Ich es begrüße es zwar, dass der Inhalt auch auf der DVD ist, zum Archivieren war die alte Pappe aber besser 

1. Kleiner - Killerfeature!
2. Übersichtlicher (welche Ausgabe + Spezialinhalte) - Uberkillerfeature!

MfG Ich


----------



## mds51 (6. November 2012)

*AW: Video: DVD-Hülle der PCGH 12/2012 optimal aus dem aktuellen Heft trennen*



OsFrontale schrieb:


> Jetzt gibts schon ne Gebrauchsanweisung per Video, um ne Heft-DVD aus ner miesen Verpackung zu bekommen.



 so isses. gibt es nichts hinzuzufügen


----------



## Cuddleman (6. November 2012)

*AW: Video: DVD-Hülle der PCGH 12/2012 optimal aus dem aktuellen Heft trennen*



PCGH_Raff schrieb:


> Nun steht der Inhalt *auf der DVD* - Killerfeature!
> 
> MfG,
> Raff


 
Das gabs doch schon mal zur Anfangszeit Eurer Hefte. 

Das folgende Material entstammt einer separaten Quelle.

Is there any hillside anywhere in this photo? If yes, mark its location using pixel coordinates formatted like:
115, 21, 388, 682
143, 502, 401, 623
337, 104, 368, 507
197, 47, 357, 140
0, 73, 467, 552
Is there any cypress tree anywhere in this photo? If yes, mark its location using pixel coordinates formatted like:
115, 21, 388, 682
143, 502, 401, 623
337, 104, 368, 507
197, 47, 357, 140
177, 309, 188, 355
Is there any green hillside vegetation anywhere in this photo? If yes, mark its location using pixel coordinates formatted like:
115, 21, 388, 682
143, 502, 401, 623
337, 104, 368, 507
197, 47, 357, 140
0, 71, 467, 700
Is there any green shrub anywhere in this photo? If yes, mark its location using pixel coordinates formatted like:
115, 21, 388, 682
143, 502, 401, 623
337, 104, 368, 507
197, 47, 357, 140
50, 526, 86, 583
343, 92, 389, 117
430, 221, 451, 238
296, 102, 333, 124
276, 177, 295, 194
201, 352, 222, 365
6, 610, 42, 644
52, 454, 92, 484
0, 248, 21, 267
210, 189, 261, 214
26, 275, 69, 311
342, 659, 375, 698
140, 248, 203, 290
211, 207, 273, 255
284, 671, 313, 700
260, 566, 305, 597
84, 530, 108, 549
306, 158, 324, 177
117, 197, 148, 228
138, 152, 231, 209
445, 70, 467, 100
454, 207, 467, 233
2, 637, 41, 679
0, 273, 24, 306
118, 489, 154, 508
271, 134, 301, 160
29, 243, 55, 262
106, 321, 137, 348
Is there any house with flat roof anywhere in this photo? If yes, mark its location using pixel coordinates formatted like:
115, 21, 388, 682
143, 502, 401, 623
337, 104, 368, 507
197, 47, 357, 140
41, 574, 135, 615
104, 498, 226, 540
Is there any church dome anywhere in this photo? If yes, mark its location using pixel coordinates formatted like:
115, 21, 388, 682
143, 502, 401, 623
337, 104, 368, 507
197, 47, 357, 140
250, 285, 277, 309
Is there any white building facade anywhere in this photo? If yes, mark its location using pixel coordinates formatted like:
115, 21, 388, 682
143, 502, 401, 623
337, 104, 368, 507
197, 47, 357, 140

Ob der *komplette Inhalt* auf den CD's dort Platz hatte, da müßte ich die alten mal auskramen.

Ein Video extra für einige Leser zu erstellen, trotz Sollrißstelle/Perforation? 
Zwei gesunde Hände, eventuell ein brauchbares Cuttermesser und ein bischen brauchbare Überlegung tut's doch auch. 
Außerdem, durch Fehler werden manche dann irgendwann auch Klug.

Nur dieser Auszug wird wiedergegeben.